Hair follicles contain pigment cells that make melanin called melanocytes which determine the natural color of our hair. Over time, they stop doing their job, leading canities. Pronounced kenishees, canities is the medical term for hair-graying, or rather “the diminishing of pigment in hair producing a range of colors from normal to white that is perceived as gray.”
Age, genes, and environmental factors such as stress all play a part in determining when our melanocytes stop producing color. Every decade after 30, your chances of going gray increase by 10-20%. Mom and Dad also play a part—scientists have discovered that the IRF4 gene variant accounts for about 30 percent of gray hair. According to the Library of Congress, “genes regulate the exhaustion of the pigmentary potential of each individual hair follicle. This occurs at different rates in different hair follicles. For some people it occurs rapidly, while in others it occurs slowly over several decades.” Now, in the first scientific link between stress and hair graying, researchers from the Universities of Sao Paulo and Harvard found that stressful events can be responsible for damaging pigment-producing stem cells.
A new study led by postdoctoral fellow Bing Zhang used mice to connect the dots between stress, fight or flight, stem-cell depletion, and premature graying. Hsu and her colleagues exposed to three types of stress involving mild, short-term pain, psychological stress, and restricted movement. For instance, they injected mice with a capsaicin-like compound, which is the active ingredient in chili peppers. The results? The rodents’ fur turned white within five days’ time. As the BBC explains, “Pain in mice triggered the release of adrenaline and cortisol, making their hearts beat faster and blood pressure rise, affecting the nervous system and causing acute stress.”
So how could the scientists know what exactly was causing the rodents sudden Marie Antoinette syndrome? As Science News reports, “After eliminating the immune system and the stress hormone cortisol as causes of the color change, the team discovered that part of the animals’ nervous system was depleting pigment cells from hair.”
Stress triggers the body’s fight-or-flight response, which is driven by the sympathetic nervous system. According to livescience.com, the body quickly and involuntary responds to dangerous or stressful situations by increasing your “blood pressure, breathing rate, and hormone flow.” Sympathetic nerves branch out into each hair follicle. Stress triggers the activation of these sympathetic nerves, which according to the study, leads to a burst release of the neurotransmitter noradrenaline. Also known as norepinephrine, noradrenaline causes the stem cells to activate excessively. As BBC observes, stressing the mice out “sped up the depletion of stem cells that produced melanin in hair follicles.”

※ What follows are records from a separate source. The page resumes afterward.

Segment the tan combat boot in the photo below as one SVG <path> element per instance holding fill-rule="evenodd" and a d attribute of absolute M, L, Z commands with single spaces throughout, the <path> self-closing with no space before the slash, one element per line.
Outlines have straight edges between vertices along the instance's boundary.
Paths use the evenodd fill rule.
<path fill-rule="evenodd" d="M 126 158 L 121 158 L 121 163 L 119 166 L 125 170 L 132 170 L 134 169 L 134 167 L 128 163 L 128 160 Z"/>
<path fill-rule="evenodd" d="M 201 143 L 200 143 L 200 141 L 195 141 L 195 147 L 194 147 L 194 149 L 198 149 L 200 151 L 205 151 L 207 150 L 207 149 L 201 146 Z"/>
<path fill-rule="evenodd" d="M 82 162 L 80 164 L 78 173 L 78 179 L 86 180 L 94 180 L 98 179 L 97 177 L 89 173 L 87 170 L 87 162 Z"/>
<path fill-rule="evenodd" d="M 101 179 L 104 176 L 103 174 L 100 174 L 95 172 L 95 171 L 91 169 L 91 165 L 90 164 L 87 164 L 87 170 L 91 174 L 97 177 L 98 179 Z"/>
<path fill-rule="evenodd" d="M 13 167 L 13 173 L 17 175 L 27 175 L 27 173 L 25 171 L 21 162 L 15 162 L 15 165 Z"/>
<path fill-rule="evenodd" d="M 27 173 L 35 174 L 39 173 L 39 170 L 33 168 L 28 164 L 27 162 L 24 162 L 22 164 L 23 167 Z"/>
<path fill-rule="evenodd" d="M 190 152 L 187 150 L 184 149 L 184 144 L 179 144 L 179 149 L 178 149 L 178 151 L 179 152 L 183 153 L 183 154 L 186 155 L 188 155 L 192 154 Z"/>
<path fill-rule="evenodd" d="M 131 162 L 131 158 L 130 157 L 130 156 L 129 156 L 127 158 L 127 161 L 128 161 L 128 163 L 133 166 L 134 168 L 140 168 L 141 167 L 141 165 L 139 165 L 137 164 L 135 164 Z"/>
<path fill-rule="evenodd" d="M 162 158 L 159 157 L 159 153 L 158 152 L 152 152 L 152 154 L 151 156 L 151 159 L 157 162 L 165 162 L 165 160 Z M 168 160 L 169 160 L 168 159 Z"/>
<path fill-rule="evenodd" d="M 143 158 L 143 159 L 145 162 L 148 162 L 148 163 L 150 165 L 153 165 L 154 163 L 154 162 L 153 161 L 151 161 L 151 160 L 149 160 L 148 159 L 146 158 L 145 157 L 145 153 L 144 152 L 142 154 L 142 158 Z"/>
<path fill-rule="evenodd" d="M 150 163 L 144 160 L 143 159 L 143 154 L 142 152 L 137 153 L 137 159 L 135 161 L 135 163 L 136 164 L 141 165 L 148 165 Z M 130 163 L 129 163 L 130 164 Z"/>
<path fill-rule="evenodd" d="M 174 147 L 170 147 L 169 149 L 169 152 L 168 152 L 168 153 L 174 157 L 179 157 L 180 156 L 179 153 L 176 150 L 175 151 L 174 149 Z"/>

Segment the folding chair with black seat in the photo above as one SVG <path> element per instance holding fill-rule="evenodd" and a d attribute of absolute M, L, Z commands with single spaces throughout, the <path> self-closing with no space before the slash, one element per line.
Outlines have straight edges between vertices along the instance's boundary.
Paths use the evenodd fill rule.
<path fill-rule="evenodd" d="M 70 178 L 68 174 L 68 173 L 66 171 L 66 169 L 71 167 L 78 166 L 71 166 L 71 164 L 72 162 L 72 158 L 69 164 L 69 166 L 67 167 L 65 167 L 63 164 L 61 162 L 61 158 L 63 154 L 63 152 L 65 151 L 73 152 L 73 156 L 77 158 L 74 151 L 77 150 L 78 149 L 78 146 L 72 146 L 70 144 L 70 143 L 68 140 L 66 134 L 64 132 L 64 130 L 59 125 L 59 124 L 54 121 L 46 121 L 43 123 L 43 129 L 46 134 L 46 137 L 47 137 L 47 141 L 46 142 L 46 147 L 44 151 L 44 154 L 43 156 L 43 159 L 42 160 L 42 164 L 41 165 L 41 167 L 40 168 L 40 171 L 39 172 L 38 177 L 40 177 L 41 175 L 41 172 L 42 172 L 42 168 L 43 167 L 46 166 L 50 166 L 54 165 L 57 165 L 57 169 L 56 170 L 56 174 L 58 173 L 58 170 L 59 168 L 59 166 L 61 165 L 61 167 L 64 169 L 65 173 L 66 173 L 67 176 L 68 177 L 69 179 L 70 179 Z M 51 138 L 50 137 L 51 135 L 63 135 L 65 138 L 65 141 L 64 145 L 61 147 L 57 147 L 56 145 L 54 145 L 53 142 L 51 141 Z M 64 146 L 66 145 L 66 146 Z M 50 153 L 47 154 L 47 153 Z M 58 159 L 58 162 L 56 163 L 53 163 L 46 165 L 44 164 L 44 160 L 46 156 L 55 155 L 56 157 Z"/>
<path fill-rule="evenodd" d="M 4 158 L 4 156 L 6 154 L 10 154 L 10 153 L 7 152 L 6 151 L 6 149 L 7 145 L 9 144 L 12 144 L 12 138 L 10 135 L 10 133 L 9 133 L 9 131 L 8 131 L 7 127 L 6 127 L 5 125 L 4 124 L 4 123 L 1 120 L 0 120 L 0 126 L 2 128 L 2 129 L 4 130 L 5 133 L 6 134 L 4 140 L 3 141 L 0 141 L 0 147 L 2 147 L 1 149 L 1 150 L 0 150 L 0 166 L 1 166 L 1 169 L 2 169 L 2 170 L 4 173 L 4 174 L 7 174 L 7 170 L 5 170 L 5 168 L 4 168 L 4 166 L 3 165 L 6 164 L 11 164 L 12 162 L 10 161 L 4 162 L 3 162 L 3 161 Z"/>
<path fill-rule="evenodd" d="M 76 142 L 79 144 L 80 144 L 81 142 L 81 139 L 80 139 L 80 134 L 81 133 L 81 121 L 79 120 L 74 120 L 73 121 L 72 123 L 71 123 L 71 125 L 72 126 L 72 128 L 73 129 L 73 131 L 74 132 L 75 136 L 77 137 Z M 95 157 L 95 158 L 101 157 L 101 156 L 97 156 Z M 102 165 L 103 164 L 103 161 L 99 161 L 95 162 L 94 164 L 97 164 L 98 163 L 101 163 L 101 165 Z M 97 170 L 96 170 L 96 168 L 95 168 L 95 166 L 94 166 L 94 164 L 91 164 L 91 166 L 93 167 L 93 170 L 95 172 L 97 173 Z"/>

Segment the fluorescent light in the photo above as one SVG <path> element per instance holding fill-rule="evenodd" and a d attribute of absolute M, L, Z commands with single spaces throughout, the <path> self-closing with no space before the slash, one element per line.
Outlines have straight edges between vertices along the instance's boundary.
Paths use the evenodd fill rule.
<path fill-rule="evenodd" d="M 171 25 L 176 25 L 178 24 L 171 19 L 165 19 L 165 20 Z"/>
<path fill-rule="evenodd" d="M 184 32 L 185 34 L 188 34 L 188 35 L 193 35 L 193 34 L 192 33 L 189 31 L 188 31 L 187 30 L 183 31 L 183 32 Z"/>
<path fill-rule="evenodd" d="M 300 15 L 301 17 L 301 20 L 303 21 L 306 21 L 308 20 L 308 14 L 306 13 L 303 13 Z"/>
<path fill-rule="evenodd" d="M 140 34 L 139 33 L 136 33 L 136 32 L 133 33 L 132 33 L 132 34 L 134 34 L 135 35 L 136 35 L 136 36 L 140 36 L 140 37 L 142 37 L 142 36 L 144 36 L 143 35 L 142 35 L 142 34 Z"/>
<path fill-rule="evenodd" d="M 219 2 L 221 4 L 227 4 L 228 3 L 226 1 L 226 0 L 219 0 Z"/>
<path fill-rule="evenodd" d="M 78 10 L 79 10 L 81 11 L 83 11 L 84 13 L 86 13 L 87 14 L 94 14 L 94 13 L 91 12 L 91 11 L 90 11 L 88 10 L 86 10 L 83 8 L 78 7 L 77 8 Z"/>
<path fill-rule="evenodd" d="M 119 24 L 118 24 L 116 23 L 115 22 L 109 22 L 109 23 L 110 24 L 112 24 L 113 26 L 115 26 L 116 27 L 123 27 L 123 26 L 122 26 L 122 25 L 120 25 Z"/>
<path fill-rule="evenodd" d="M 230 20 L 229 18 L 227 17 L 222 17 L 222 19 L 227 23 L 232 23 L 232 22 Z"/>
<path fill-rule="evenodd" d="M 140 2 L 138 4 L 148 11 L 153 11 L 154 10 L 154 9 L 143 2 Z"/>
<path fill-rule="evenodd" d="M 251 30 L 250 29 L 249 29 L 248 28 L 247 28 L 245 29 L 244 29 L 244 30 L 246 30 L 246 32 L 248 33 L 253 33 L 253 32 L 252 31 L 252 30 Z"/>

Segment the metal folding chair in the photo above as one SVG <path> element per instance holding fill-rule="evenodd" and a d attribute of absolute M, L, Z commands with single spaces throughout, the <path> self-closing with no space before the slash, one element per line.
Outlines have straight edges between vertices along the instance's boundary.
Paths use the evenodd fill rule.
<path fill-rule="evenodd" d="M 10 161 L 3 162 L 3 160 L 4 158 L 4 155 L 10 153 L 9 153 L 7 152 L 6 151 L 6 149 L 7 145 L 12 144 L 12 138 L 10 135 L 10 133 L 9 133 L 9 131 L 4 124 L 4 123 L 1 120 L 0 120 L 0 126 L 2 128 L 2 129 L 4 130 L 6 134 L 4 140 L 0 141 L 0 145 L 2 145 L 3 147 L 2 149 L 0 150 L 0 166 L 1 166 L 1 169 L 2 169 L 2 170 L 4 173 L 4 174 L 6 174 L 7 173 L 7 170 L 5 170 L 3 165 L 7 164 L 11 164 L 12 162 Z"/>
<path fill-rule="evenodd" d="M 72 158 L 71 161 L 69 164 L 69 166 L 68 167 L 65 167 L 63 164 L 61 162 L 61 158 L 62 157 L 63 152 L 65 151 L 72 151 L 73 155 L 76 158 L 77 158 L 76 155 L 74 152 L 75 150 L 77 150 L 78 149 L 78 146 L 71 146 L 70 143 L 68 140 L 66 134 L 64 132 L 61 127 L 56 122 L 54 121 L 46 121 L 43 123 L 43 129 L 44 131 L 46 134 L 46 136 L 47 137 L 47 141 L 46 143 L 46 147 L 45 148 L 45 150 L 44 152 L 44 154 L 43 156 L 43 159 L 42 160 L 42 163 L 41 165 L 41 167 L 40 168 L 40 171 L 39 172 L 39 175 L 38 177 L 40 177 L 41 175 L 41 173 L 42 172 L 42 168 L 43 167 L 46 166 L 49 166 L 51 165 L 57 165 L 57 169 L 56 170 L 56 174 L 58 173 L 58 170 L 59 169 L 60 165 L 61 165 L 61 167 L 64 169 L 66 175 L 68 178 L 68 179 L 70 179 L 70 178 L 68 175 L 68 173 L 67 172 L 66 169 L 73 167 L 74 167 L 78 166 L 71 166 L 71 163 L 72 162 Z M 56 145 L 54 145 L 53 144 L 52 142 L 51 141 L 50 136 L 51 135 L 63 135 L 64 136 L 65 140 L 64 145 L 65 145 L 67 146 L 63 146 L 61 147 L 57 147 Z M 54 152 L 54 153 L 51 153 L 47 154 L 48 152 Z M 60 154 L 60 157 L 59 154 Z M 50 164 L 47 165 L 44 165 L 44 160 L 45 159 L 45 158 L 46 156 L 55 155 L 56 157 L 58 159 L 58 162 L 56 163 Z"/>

In other words, pigment-producing cells plummet. No pigment cells mean no color. “Stress makes the stem cells differentiate faster, exhausting their number and resulting in strands that are more likely to be transparent—gray,” according to the New York Times.
The damage is permanent. Dr. Zhang points out that “Acute stress, particularly the fight-or-flight response, has been traditionally viewed to be beneficial for an animal’s survival. But in this case, acute stress causes permanent depletion of stem cells.” As Science News says, “The body can’t replenish the stem cells, so as these cells are used up, color vanishes.”
Stress leads to many reactions we can’t see, including high blood pressure, heart attacks, anxiety, and depression. But this study opens the door to investigating how our tissues and stem cells change under stress. Learning more could eventually lead researches to “create treatments that can halt or reverse its detrimental impact,” Dr. Hsu said. Someday, we may even be able to modify or block the damaging effects of stress, like gray hairs!